Thieves Guilds and Other Criminal Societies
The Thieves Guild is a common staple in fantasy novels. Terry Pratchett's Discworld books parody it; Scott Lynch's The Lies of Locke Lamora critiques it; and Steven Brust's Taltos novels examine a more modern Mafia-style version. What's good, bad, interesting, boring, otherwise worth talking about when it comes to this idea?
no subject
Date: 2007-05-27 03:10 pm (UTC)This page (http://www.cindyvallar.com/romanticism.html) suggests that the "romantic pirate" stereotype started with Lord Byron's poem "The Corsair" and really flowered with Rafael Sabatini's Captain Blood; there also seems to have been a gradual domestication of pirates on stage (so that by the time of "Pirates of Penzance", they're entertaining rather than frightening.
no subject
Date: 2007-05-27 05:23 pm (UTC)The Sea Hawk and Captain Blood pretty neatly encompass that period.
There's a continuing permitted piracy in the use of prize money by the navy, and some of the most notorious pirates are in the transitional period of the early Eighteenth Century--"Blackbeard", Kidd, "Calico Jack" Rachgam, Anne Bonney and Mary Read.
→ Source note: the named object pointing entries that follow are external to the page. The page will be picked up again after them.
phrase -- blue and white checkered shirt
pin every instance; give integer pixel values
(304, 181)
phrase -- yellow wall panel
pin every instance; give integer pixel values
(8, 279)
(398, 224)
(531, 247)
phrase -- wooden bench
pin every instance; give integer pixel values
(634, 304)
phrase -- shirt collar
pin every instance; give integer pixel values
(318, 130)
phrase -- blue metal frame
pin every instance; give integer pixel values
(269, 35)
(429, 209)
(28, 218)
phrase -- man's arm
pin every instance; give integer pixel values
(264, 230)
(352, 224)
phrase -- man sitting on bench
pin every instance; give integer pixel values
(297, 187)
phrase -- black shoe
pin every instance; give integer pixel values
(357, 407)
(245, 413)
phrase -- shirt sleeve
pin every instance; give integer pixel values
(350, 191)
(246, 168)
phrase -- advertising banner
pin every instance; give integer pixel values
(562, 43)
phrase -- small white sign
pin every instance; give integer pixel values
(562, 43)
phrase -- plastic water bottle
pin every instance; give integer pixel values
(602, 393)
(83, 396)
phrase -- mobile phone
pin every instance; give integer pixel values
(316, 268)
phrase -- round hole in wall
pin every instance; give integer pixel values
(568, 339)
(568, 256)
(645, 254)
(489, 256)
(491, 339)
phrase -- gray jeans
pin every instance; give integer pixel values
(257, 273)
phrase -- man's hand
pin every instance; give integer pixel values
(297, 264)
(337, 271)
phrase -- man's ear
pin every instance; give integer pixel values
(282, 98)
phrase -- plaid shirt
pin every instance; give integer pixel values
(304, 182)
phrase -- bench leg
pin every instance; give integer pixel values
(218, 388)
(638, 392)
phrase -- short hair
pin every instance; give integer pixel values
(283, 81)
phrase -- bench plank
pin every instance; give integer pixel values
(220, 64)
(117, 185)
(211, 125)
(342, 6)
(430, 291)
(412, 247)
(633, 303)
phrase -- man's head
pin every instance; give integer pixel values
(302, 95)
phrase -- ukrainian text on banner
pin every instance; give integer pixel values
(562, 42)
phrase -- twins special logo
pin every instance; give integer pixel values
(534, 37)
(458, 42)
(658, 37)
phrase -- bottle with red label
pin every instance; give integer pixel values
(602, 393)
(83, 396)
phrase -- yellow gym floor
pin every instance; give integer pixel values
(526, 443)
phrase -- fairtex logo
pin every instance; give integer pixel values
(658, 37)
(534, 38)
They're still the romantic pitates wo, we expect, would be leaping from the rigging singing of how find a thing it is to be a Pirate King.
But there's other pirates all over the world, and when they're not people like us things are different. North Africa, Malaya and Indoneaia, off China, places where there still are pirates and the romance, such as it was, attached to the Navy.
And there are stories. It is ssid that, in the last years of the Soviet Union, an Ivan Rogov assault ship, a floating dock and barracks for amphibious warship, was travelling from European waters to the Far East. The silhoutte is not very military: think of something more like a RO/RO ferry or a container-ship. As always, it is not good for a pirate's career to board a warship.